Mercoledì sera, come avevamo anticipato ieri (><), lo Sporting Club Quinto salpa da Genova e scende in vasca alla Zanelli di Savona per un allenamento congiunto.
Il punto 6) del protocollo FIN recita:
«….si raccomanda di evitare incontri di allenamento con altre squadre, anche della stessa Società (per es. con quelle delle categorie giovanili). In particolar modo, la massima attenzione deve essere osservata nelle ore antecedenti l'incontro, dopo l'effettuazione del tampone, mantenendo isolati il più possibile i/le componenti del gruppo squadra….».

Stupisce che la RN Savona, che ricordiamolo esprime anche un consigliere federale, 72 ore prima della partita in programma (RN Savona-S Donato Metanopoli) programmi un allenamento “congiunto” con altro club.
Non solo: il giorno seguente (ieri, ndr) la RN Savona comunica che effettuati i tamponi salta fuori un positivo (radio vasca mormora si tratti di Francesco Massaro).
Positivo denunciato anche dalla Lazio, a cui l’ASL blocca altri sei giocatori.

Questa mattina, il club capitolino comunica che il suo “positivo” è risultato negativo al tampone molecolare. Quindi il risultato del tampone “veloce” viene ribaltato.

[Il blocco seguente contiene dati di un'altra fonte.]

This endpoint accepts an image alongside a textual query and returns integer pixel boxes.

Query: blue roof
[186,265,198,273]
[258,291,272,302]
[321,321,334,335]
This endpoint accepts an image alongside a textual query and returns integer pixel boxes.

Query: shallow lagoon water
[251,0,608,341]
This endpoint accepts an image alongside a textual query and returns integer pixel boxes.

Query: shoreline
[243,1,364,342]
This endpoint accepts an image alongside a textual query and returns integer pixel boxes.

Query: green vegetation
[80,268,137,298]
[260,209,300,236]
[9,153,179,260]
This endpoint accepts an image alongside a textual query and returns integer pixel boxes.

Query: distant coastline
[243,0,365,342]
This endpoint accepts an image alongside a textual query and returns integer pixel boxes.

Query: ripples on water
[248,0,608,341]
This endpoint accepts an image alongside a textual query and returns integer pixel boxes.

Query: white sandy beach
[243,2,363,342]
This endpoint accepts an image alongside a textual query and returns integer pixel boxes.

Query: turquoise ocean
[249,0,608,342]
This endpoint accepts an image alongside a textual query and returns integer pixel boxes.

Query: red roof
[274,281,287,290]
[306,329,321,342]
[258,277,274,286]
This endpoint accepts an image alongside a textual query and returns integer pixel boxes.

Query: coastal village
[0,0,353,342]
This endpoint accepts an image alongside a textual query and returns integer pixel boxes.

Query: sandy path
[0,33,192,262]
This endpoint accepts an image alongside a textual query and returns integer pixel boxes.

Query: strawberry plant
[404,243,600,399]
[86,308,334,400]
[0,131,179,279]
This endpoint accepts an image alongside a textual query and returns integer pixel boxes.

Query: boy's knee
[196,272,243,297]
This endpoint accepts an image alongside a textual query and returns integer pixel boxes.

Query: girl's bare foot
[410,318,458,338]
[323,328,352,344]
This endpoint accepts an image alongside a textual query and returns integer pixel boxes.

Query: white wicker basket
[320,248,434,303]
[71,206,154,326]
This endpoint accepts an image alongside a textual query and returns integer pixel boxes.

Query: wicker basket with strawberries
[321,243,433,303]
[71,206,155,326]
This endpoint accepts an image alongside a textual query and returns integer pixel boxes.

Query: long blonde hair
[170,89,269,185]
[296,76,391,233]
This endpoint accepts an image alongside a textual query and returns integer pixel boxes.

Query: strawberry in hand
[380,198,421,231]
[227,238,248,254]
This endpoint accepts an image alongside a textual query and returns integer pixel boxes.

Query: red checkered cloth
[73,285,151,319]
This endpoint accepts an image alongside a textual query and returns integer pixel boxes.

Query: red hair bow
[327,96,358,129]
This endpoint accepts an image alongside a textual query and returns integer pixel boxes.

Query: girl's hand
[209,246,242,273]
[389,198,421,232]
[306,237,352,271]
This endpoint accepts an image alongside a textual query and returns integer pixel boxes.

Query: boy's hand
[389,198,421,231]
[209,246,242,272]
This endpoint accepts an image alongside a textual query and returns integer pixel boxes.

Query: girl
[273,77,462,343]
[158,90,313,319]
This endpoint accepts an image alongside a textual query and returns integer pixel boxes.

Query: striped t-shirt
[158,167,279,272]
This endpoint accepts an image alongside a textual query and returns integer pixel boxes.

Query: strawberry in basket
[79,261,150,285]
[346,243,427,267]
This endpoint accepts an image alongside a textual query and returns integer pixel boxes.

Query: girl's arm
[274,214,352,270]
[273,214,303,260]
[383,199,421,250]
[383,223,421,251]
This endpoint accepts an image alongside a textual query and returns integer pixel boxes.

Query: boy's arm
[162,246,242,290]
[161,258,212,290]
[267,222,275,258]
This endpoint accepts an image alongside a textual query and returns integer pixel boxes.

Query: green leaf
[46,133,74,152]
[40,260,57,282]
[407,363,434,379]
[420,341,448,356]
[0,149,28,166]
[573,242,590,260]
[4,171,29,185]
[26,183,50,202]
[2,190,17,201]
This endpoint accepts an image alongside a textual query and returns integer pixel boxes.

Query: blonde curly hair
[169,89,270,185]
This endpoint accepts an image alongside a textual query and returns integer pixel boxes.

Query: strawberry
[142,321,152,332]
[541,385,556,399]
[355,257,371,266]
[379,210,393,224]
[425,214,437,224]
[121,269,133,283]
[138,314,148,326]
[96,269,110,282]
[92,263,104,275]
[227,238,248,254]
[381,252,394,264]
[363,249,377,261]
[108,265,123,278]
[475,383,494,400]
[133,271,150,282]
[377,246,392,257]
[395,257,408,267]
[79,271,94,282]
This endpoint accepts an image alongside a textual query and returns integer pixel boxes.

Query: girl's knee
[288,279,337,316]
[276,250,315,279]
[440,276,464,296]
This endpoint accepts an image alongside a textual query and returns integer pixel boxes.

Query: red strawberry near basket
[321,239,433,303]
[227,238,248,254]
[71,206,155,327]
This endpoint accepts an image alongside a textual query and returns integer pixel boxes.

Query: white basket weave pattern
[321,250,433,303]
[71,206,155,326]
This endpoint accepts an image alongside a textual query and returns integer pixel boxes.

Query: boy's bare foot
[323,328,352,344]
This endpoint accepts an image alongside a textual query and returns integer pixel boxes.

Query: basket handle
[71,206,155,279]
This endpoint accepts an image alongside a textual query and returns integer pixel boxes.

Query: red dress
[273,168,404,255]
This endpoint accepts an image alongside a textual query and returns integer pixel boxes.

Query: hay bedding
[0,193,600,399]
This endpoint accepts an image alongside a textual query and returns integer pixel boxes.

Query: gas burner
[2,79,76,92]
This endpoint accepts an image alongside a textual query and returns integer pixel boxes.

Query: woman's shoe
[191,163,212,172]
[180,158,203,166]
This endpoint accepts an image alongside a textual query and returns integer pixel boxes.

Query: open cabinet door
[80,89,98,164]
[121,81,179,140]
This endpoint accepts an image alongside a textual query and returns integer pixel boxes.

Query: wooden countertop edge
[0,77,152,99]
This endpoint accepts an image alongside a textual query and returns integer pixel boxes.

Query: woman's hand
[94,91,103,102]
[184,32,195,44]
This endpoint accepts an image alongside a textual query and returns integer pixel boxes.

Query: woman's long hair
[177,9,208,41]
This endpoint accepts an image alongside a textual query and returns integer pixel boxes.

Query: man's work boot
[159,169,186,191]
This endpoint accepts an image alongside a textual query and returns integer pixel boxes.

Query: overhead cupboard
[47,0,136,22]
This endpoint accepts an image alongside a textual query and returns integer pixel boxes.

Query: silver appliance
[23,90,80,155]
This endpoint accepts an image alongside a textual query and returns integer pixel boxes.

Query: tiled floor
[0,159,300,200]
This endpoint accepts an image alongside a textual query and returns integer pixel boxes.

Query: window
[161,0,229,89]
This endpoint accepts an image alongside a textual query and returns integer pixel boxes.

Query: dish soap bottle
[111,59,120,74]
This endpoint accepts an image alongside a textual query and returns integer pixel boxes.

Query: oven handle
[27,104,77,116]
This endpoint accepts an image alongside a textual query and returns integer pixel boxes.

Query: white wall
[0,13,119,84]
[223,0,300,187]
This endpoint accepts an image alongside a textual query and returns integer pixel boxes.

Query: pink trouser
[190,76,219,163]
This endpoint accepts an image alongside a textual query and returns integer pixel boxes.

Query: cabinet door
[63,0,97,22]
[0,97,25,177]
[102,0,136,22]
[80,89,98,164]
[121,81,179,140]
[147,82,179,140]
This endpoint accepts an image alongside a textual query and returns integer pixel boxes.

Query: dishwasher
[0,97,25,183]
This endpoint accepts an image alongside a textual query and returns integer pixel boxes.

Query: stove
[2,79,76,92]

Adesso il problema che si pone è curioso: Quinto e Savona, a cui si accodano S Donato e Pro Recco, giocheranno sabato? Non solo: ma se i tamponi “rapidi” hanno delle falle, perché non obbligare i club a far eseguire quelli molecolari? Costano di più forse?
Lasciamo ai lettori le deduzioni in merito.
Già, perché il protocollo FIN ci rende i più invulnerabili d’Europa. Ma anche i più menefreghisti.

Per dovere di cronaca questo è il comunicato stampa diramato pochi minuti fa dalla SS Lazio:
« Appresa ieri la notizia della positività di uno dei suoi atleti, la Lazio Nuoto si è subito attivata per eseguire un tampone molecolare (necessario per confermare o smentire l’avvenuto contagio al virus sars-cov-2) in tempi utili.
L’atleta in questione, asintomatico, visti i tempi di attesa presso le strutture sanitarie pubbliche, si è rivolto a un laboratorio privato che ha eseguito il test il cui esito è negativo.
La Lazio Nuoto ha prontamente inviato tutta la documentazione alla Asl che è stata informata dei tempi ristretti. La società resta in attesa di comunicazioni ufficiali da parte dell’autorità competente».